Все остались стоять в тишине, даже тонко плачущая девочка замолкла. Потрескивали дрова, высоко горело пламя, метались тени, превращая лица в маски.
— Сестра, я ручаюсь, это верные прихожане, они не сделали ничего предосудительного! Позволь им закончить, пока я провожу тебя и твоих людей в деревню, остановитесь в моем доме, — сердце сжималось в нехорошем предчувствии, но Георг до последнего надеялся, что его услышат.
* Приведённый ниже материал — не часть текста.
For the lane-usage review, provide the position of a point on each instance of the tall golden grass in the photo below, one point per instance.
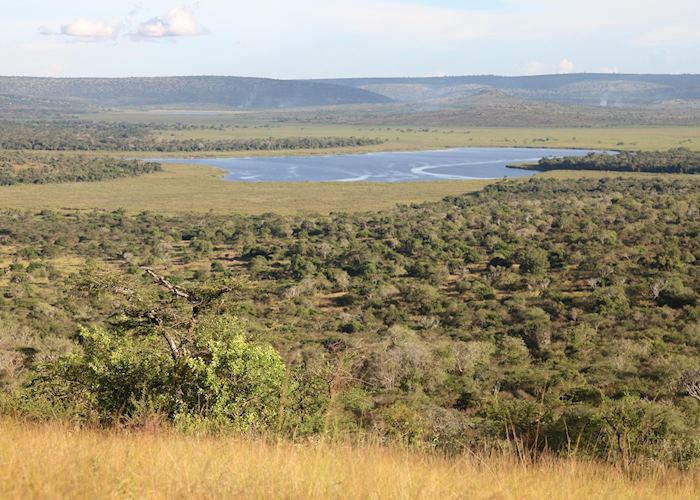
(57, 461)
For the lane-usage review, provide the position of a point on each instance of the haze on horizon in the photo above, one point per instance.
(340, 38)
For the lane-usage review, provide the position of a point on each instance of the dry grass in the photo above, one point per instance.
(53, 461)
(188, 188)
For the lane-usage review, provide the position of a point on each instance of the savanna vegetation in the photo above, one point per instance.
(56, 461)
(547, 317)
(26, 167)
(105, 136)
(674, 161)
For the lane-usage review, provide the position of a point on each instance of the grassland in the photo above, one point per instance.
(182, 188)
(188, 188)
(406, 138)
(56, 461)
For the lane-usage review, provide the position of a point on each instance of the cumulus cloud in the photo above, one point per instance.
(180, 21)
(536, 68)
(89, 29)
(566, 66)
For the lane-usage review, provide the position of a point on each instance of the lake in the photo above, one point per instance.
(461, 163)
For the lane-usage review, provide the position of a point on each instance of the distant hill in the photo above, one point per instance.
(199, 91)
(598, 89)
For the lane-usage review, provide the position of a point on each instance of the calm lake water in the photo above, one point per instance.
(463, 163)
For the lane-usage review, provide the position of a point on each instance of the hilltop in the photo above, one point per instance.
(188, 91)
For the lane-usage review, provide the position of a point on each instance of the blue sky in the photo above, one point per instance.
(334, 38)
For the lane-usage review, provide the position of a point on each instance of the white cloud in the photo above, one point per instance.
(179, 21)
(536, 68)
(566, 66)
(88, 29)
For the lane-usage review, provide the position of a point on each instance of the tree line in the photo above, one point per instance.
(673, 161)
(104, 136)
(25, 167)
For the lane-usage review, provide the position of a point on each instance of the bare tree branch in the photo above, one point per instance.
(690, 383)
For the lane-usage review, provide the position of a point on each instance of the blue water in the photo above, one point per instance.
(463, 163)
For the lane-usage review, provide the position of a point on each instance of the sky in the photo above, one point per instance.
(339, 38)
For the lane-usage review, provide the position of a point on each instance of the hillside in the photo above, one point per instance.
(199, 91)
(590, 89)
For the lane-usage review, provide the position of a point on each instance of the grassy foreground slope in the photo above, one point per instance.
(53, 461)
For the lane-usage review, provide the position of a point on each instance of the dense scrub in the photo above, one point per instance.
(674, 161)
(540, 315)
(101, 136)
(25, 167)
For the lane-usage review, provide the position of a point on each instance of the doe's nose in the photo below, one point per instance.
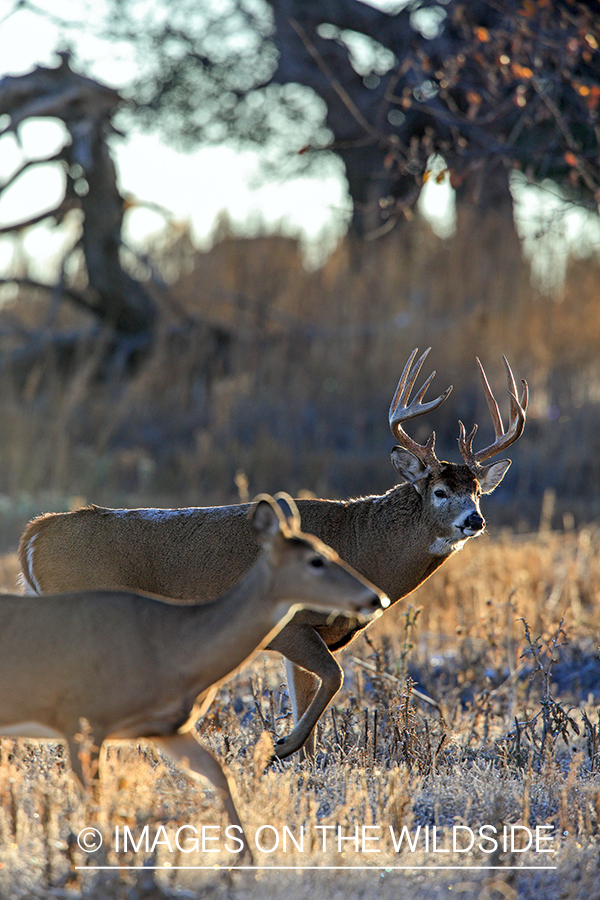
(474, 521)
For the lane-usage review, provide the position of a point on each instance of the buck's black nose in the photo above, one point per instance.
(474, 521)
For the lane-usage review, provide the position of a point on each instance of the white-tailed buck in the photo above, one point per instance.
(395, 540)
(135, 666)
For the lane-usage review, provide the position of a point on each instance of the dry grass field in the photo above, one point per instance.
(472, 705)
(509, 737)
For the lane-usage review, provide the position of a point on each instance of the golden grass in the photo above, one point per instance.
(291, 391)
(385, 758)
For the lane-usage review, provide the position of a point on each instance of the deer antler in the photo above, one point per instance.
(401, 410)
(518, 411)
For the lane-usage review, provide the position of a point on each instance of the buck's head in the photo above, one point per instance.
(450, 493)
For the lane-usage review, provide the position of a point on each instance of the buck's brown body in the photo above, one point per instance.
(395, 540)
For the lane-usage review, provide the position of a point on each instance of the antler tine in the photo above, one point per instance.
(502, 439)
(401, 409)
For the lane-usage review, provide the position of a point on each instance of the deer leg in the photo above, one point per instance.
(302, 687)
(311, 660)
(196, 760)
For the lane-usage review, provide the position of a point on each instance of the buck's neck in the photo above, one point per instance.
(387, 537)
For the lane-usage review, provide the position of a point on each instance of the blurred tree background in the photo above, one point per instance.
(185, 377)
— Идите домой, — копье чуть наклонилось, — и молитесь Господу.
Староста Очеслав развел плечи, краем глаза замечая, как крепкие мужики становятся рядом, загораживают ведунью и алтарь. Младший брат Желан, что недавно отметил рождение первенца, умелый охотник Надея, попадающий соболю в глаз, кряжистый мельник Верислав, поперек себя шире кузнец Деян. Славные люди. Помешать воинам в железе будет непросто. Праздник — не место для оружия, но вот тяжелый колун воткнут в бревно, а толстой горящей головней можно отбить и меч. Но матушка Вила коснулась сухими горячими ладонями их предплечий, заставила мужчин разомкнуть ряд и дать выйти вперед.
— Делайте, как говорит жрица. Я останусь здесь, — улыбнулась, отвела от лица седые кудри.
— Не останешься, ведьма. С тобой будет особый разговор. И с тобой, жрец.
Георг чувствовал напряжение, готовое в любой момент прорваться сухой грозой — громом и молниями без капли дождя. Левая Длань по глупости своей не понимала, сколько таких отрядов сгинули в здешних местах, и как молодые деревья прорастают в пустых доспехах. Он не хотел крови. С любой из сторон.
— Сестра, я готов ответить на все вопросы. Отойдем и поговорим как две Длани, что протягивают друг другу ладони, а не кулаки. Ты...— мужчина ахнул, только теперь заметив опустившегося на колени молодого горбуна с вздернутыми вверх связанными руками. Узнать ученика Белояра было легко даже тому, кто видел его всего несколько раз. — Что ты наделала?!
Тупой конец копья с кажущейся легкостью толкнул Георга в плечо, и он нелепо взмахнул широкими рукавами рясы, теряя равновесие. Потом его ударили еще и еще, пока жрец не упал на спину. Слишком быстро, чтобы кто-то мог помешать. Затылок с хрустом стукнулся о черный камень, окрашивая цветы на нем темной кровью.
Алтарь пересекла глубокая трещина, и он раскололся. От громкого воя люди прижались к земле, закрывая уши. Ветер пригнул макушки деревьев, ломая их, сорвал с шеста горящее колесо. Все разом стихло, замерло. Только угли погасших костров тлели в темноте.